19. A Turbo decoder comprising: a constituent decoder configured to receive and decode coded bits in accordance with a particular constituent code; and a buffer coupled to the constituent decoder and configured to store symbols representative of intermediate results for the Turbo decoder, wherein the buffer includes a plurality of banks, wherein each bank is associated with one of a plurality of groups of one or more rows of a 2-dimensional array used to interleave information bits in a packet for a corresponding Turbo encoder, wherein the rows are selected for inclusion in each group such that two or more symbols are concurrently accessible from two or more banks for each access cycle of the buffer.

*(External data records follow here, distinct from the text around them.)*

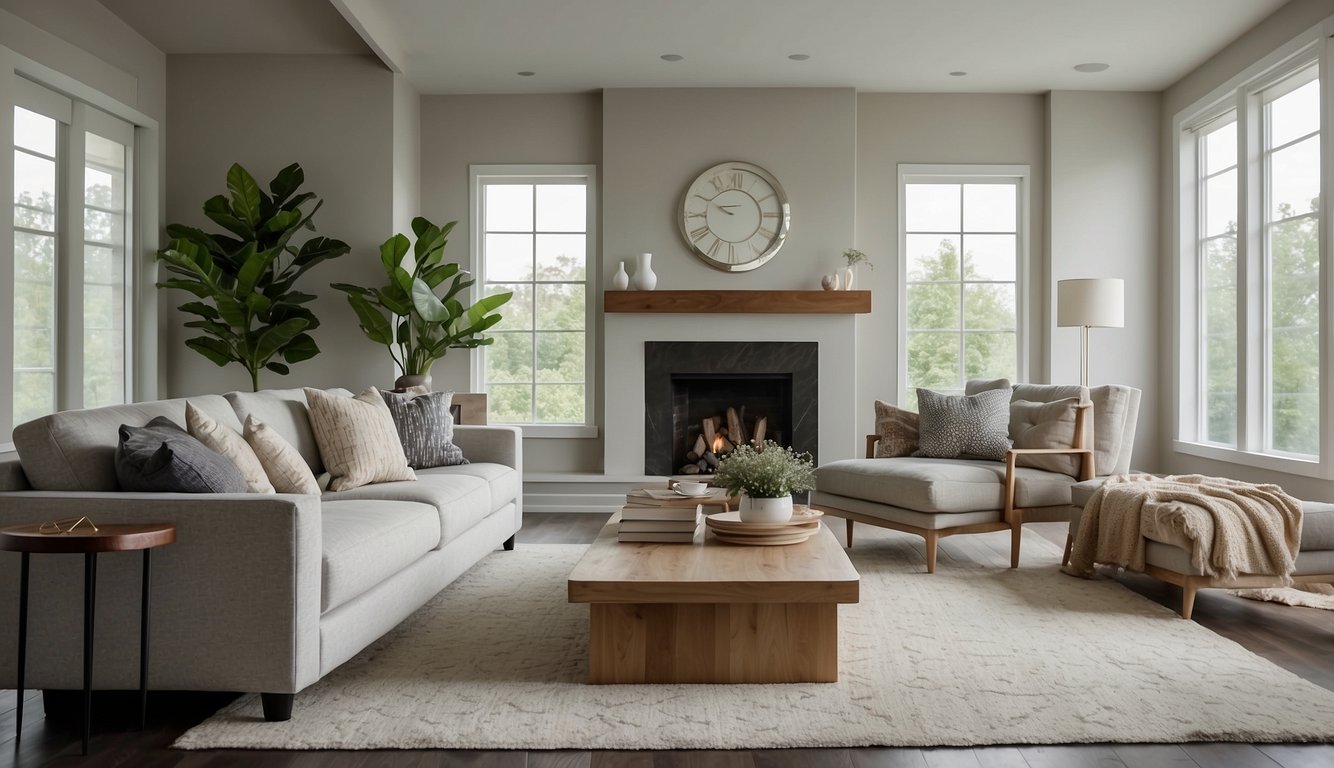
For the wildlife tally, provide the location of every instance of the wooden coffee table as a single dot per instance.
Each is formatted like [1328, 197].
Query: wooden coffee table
[713, 612]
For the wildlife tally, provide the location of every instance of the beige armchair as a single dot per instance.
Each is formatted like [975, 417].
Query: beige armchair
[937, 498]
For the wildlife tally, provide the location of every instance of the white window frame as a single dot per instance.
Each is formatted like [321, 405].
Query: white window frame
[1021, 178]
[587, 175]
[78, 108]
[1242, 94]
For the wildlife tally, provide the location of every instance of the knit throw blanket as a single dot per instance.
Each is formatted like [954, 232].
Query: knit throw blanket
[1233, 527]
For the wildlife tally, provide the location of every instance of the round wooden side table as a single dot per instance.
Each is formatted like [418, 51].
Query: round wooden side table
[87, 542]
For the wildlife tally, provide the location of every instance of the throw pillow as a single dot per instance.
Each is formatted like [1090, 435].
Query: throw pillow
[282, 462]
[954, 426]
[426, 428]
[160, 458]
[358, 439]
[230, 444]
[1045, 426]
[897, 430]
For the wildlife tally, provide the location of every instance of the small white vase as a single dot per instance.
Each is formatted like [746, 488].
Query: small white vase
[766, 510]
[644, 278]
[619, 282]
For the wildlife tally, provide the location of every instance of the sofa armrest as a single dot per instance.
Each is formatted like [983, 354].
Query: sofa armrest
[491, 444]
[235, 603]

20. The Turbo decoder of claim 19, wherein the plurality of banks are arranged into first and second sets, and wherein the first set of banks is associated with even- numbered columns in the 2-dimensional array, and wherein the second set of banks is associated with odd-numbered columns in the 2-dimensional array.

21. The Turbo decoder of claim 19, further comprising: a local memory unit operatively coupled to the buffer and the constituent decoder and configured to store a priori probability (APP) data for a plurality of information bits to be decoded by the constituent decoder.

22. A method for defining a buffer structure used to store intermediate results for a Turbo decoder, the method comprising: identifying a plurality of addressing modes supported by the buffer structure, wherein the plurality of supported addressing modes include an interleaved addressing mode and a linear addressing mode, wherein the interleaved addressing mode corresponds to access of symbols at interleaved locations in a packet to be decoded, and wherein the linear addressing mode corresponds to access of symbols at linear locations in the packet; defining two or more (N_R) groups of row, wherein each group includes one or more rows of a 2-dimensional array used to interleave information bits in the packet for a corresponding Turbo encoder, and wherein the rows are selected for inclusion in each group such that two or more consecutive addresses to be accessed during the interleaved addressing mode are from two or more groups; defining two or more (Nc) sets of column, wherein each set includes one or more columns of the 2-dimensional array, and Wherein the columns are selected for inclusion in each set such that two or more consecutive addresses to be accessed during the linear addressing mode are from two or more sets; partitioning the buffer structure into a plurality of (N_R-N_C) banks; and assigning each of the N_R-N_C joint combinations of group of rows and set of columns to a respective one of the plurality of banks.

23. The method of claim 22, wherein the rows are grouped based at least in part on one or more possible inter-row permutation sequences used for a code interleaving scheme associated with the Turbo encoder.